Background information
- Genres: Alternative Rock, Indie Pop
- Years active: 2006
- Labels: Cheap Lullaby Records; Victor Entertainment;
- Members: Bleu McAuley; Mike Viola; Andy Sturmer; Jason Scheff; Steve Gorman; Matt Mahaffey; John Fields; Tony Goddess; Hanson; Eric Barao; Scott Simons; Paula Kelley;

= L.E.O. (band) =

L.E.O. is a 2006 project by Boston musician Bleu and collaborators which produced Alpacas Orgling, a 2006 album of original songs similar in style to Electric Light Orchestra (ELO), the Traveling Wilburys, and 1970s AM radio pop music.

== Formation ==
In 2002 Bleu was chatting with the former frontman of Semisonic, Dan Wilson. Wilson retold details from producer Rick Rubin about Jeff Lynne's studio methods and techniques. Bleu, interested in these techniques and ELO in general, wanted to make songs similar to Jeff Lynne using his studio methods for fun. Gradually those songs would develop in to the album Alpacas Orgling. Mike Viola joined the project after an onstage cover of ELO's "Telephone Line" by Bleu and Viola at the Paradise Lounge in Boston.
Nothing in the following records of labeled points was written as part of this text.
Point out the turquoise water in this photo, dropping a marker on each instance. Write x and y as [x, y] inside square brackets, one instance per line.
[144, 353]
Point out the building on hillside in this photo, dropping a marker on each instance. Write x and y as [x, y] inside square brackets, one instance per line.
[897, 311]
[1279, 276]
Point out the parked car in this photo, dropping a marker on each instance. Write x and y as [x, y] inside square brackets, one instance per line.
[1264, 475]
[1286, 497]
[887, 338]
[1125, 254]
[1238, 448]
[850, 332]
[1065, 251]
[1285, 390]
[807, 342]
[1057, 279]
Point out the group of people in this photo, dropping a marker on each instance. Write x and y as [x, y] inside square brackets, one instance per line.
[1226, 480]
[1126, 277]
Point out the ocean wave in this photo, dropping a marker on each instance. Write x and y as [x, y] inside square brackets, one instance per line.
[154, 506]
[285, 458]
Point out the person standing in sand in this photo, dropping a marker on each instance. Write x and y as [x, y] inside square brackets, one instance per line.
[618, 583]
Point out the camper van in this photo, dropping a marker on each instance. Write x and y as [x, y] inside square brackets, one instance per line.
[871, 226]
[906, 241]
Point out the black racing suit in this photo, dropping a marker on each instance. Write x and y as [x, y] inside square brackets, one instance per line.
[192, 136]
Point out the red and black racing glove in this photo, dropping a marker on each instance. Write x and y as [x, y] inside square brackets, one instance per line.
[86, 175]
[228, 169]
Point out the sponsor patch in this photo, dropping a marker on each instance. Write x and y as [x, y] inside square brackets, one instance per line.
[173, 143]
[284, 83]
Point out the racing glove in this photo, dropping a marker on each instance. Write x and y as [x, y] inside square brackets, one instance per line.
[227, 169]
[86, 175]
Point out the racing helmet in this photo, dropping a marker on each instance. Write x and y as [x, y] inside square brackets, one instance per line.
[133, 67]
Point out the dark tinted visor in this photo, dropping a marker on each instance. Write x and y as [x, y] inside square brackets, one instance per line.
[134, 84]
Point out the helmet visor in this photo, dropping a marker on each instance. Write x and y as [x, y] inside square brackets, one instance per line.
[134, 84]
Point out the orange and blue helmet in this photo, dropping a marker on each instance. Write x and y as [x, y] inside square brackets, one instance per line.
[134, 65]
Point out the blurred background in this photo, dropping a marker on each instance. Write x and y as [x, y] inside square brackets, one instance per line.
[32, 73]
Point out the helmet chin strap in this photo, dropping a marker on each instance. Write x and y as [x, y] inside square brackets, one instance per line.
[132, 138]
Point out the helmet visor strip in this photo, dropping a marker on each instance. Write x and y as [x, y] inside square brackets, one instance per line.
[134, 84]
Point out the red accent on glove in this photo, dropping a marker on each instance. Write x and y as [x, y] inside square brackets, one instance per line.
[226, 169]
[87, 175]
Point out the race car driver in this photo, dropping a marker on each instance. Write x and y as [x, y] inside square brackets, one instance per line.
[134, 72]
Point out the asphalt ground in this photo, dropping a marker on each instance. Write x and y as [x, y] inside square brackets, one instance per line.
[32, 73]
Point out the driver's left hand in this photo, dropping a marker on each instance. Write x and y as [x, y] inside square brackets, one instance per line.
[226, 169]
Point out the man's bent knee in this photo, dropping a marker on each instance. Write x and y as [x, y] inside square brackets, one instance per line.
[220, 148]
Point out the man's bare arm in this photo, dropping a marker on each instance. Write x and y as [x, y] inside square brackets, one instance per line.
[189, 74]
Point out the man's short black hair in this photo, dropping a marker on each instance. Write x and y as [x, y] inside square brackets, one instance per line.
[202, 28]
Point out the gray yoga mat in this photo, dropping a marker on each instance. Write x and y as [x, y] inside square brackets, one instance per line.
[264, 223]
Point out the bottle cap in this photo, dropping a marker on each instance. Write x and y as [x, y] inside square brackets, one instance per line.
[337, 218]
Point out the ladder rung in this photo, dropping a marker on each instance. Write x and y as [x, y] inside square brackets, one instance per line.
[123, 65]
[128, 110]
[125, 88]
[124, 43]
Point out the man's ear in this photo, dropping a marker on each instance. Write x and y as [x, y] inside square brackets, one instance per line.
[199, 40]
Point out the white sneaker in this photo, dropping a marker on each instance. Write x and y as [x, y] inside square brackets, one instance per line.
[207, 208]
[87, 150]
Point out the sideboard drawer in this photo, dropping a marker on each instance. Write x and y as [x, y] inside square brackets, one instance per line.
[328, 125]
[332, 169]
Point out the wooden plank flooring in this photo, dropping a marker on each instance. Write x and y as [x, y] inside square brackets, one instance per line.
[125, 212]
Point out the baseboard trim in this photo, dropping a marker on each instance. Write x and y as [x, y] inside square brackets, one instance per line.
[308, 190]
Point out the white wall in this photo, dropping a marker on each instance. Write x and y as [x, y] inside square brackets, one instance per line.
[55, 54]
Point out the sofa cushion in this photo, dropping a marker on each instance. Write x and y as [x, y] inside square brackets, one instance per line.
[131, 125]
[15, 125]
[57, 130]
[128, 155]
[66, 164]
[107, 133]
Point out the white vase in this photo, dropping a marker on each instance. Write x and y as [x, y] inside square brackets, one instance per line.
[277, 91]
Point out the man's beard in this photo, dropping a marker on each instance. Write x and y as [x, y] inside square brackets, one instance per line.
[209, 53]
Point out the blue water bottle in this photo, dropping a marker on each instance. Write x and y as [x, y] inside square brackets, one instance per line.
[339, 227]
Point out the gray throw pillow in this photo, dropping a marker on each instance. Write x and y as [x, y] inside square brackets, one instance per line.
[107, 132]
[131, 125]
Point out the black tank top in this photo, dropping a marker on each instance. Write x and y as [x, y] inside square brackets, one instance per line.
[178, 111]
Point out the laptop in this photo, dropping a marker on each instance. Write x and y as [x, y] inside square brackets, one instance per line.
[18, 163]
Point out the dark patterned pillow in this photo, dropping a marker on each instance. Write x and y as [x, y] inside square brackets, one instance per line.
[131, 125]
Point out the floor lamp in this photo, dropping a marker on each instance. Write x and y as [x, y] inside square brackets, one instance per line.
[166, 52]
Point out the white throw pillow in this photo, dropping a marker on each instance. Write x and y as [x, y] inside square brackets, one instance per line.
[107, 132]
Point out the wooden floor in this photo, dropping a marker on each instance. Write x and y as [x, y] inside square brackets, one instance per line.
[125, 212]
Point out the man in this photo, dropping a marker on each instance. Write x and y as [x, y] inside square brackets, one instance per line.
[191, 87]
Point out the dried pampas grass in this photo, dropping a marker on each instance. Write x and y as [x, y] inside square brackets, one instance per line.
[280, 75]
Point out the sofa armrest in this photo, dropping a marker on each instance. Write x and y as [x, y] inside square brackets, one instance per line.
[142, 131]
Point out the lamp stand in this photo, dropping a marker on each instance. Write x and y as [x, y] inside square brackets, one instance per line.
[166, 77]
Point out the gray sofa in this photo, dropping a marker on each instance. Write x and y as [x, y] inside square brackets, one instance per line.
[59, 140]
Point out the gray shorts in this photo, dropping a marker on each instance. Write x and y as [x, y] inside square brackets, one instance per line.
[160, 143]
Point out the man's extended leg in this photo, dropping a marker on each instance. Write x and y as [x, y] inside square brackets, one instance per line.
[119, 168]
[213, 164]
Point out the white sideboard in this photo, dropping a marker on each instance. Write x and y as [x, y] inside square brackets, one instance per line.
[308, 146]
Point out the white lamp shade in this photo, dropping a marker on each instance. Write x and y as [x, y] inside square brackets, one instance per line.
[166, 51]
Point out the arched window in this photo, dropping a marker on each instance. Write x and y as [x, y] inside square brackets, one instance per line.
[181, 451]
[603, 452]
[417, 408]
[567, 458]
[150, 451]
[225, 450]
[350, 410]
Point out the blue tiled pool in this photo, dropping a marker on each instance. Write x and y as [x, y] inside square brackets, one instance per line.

The name "L.E.O." is based on the letters in "ELO". However according to Bleu, the letters in L.E.O. could stand for "Little Electric Operas", or "Little E-mail Operas".

== Alpacas Orgling ==
Their debut album, Alpacas Orgling, features major contributions from Matt Mahaffey of Self, Andy Sturmer of Jellyfish, Hanson, Mike Viola, and members of Chicago. The album was remotely recorded by the musicians over the course of 4 years in 12 different studios. The album's name is an acknowledgement of alpaca farmer and Extreme's bassist Pat Badger, who previously gave Bleu a place to live.

Bleu would go on a release tour for Alpacas Orgling, tour venues included T.T. the Bear's Place.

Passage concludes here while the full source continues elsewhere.